The Cyber Security Analyst I is responsible for the review of IT Governance, Risk and Compliance (GRC) aspects of the business. This position will work closely with business stakeholders during contract negotiations and will conduct Vendor Risk Assessments (VRA) and Application Risk Assessments (ARA) using industry NIST/ISO best practices. This position should have an entry level understanding of Security Governance frameworks/standards such as HIPAA, PCI/DSS, NIST and ISO. Additionally, the ability to work with structure policies and procedures along with keeping such documents current is critical. Further, this position requires exceptional customer service skills with the ability to communicate with many internal/external customers at different levels within the organizational hierarchy. The Cyber Security Analyst I is also responsible for supporting the business goals and objectives for the Department, the Information Management Organization, and the organization as a whole.
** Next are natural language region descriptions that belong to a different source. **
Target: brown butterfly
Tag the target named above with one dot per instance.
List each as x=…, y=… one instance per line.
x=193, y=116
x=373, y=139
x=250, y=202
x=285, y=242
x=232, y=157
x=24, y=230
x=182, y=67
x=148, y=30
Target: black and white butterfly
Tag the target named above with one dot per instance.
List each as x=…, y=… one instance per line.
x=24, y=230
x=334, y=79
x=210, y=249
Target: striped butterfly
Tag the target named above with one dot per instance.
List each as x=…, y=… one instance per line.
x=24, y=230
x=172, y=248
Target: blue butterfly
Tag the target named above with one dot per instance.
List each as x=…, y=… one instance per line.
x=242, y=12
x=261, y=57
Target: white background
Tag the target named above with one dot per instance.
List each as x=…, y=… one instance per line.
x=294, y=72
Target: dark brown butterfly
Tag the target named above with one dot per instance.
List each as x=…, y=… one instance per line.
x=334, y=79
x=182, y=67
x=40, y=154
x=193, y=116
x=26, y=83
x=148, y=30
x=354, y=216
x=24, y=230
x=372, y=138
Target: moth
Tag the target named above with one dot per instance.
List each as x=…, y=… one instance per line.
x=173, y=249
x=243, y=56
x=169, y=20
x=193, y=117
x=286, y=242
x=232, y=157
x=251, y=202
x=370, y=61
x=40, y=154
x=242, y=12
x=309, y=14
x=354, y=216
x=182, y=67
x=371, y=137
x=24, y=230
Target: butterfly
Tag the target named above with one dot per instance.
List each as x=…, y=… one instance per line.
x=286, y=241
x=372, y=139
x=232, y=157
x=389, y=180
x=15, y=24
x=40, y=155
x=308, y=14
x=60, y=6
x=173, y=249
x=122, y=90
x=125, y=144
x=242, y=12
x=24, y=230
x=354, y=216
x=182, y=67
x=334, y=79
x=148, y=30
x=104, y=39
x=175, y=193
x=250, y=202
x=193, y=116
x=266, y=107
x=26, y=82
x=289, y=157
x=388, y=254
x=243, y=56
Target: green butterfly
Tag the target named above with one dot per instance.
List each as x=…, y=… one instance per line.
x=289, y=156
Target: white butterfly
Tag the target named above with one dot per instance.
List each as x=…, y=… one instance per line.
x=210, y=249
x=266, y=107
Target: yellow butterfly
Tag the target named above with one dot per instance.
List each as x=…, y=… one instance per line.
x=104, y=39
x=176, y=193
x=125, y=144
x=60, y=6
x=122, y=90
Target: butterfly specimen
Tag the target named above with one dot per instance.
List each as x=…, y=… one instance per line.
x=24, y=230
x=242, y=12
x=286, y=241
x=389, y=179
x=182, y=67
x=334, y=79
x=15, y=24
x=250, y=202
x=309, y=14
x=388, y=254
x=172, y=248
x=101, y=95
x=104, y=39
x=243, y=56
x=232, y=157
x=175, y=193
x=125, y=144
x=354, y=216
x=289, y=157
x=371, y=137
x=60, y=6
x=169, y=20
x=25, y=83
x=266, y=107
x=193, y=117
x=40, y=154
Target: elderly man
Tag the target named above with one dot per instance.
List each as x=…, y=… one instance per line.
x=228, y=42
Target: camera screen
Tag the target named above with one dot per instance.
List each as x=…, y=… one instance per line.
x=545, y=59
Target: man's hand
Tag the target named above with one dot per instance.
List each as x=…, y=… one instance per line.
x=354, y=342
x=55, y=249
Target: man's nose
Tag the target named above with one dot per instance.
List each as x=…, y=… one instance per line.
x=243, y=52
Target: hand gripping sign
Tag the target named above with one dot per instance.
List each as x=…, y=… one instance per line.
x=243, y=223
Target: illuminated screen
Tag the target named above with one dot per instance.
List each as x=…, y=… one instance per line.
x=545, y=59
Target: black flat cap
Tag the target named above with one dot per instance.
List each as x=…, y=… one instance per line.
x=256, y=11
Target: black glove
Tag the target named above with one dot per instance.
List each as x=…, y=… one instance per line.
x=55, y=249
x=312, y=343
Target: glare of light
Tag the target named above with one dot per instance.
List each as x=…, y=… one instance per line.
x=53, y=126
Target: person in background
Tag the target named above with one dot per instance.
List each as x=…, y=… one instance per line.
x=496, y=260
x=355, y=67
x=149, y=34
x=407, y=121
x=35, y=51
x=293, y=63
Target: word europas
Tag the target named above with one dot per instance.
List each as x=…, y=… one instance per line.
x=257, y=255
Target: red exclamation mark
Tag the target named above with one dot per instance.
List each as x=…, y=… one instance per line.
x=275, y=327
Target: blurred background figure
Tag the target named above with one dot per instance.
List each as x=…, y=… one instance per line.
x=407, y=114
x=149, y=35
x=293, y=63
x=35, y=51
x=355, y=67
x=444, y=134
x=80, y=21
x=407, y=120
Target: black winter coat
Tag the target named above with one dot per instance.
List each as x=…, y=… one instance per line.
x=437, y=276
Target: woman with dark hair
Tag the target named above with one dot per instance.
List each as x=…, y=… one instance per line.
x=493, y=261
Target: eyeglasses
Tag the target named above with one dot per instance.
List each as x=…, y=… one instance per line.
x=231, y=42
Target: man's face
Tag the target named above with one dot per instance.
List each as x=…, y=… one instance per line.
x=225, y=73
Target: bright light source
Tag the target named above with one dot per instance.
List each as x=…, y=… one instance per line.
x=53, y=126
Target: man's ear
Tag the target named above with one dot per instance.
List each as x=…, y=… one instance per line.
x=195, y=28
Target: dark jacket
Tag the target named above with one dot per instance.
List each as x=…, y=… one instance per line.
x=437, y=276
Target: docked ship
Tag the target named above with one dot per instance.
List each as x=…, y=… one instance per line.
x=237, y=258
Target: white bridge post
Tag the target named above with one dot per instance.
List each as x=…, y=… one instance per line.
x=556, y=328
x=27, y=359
Review Contracts -- Identify and classify Information Security Risks.
Perform Vendor Risk Assessments -- work with business stakeholders to classify and mitigate identified security risks.
Provide daily support of Business Stakeholders as assigned by the Security Assurance ticketing system.
Research and understand emerging information security threats and vulnerabilities
Perform "other" risk assessments under the guidance of the Director of Information Security; such as HIPAA, PCI/DSS, etc...
Assist with the selection of tools which enforce or monitor compliance with information security policies, standards and requirements
Provide after hours coverage for security event monitoring and incident response.
Teamwork -- Maintains and demonstrates the ability to work well on assigned tasks through actions and job performance. Collaborates with and assists IM leaders, directors and staff in the fulfillment of corporate objectives and goals.
Communication: Follows approved mechanisms to document and report on all incidents/events. Escalates issues appropriately. Assist in the development of the security plan.
Associate degree in Computer Science, Information Systems, Business Management or related field or equivalent military experience (preferred)
No experience required. College graduate or recently separated (Honorably) Vet with applicable Military Experience willing to pursue a career in Information Security is acceptable. Previous experience in security assurance is a plus
CHRISTUS HEALTH is an international Catholic, faith-based, not-for-profit health system comprised of almost more than 600 services and facilities, including more than 60 hospitals and long-term care facilities, 350 clinics and outpatient centers, and dozens of other health ministries and ventures. CHRISTUS operates in 6 U.S. states, Colombia, Chile and 6 states in Mexico. To support our health care ministry, CHRISTUS Health employs approximately 45,000 Associates and has more than 15,000 physicians on medical staffs who provide care and support for patients. CHRISTUS Health is listed among the top ten largest Catholic health systems in the United States.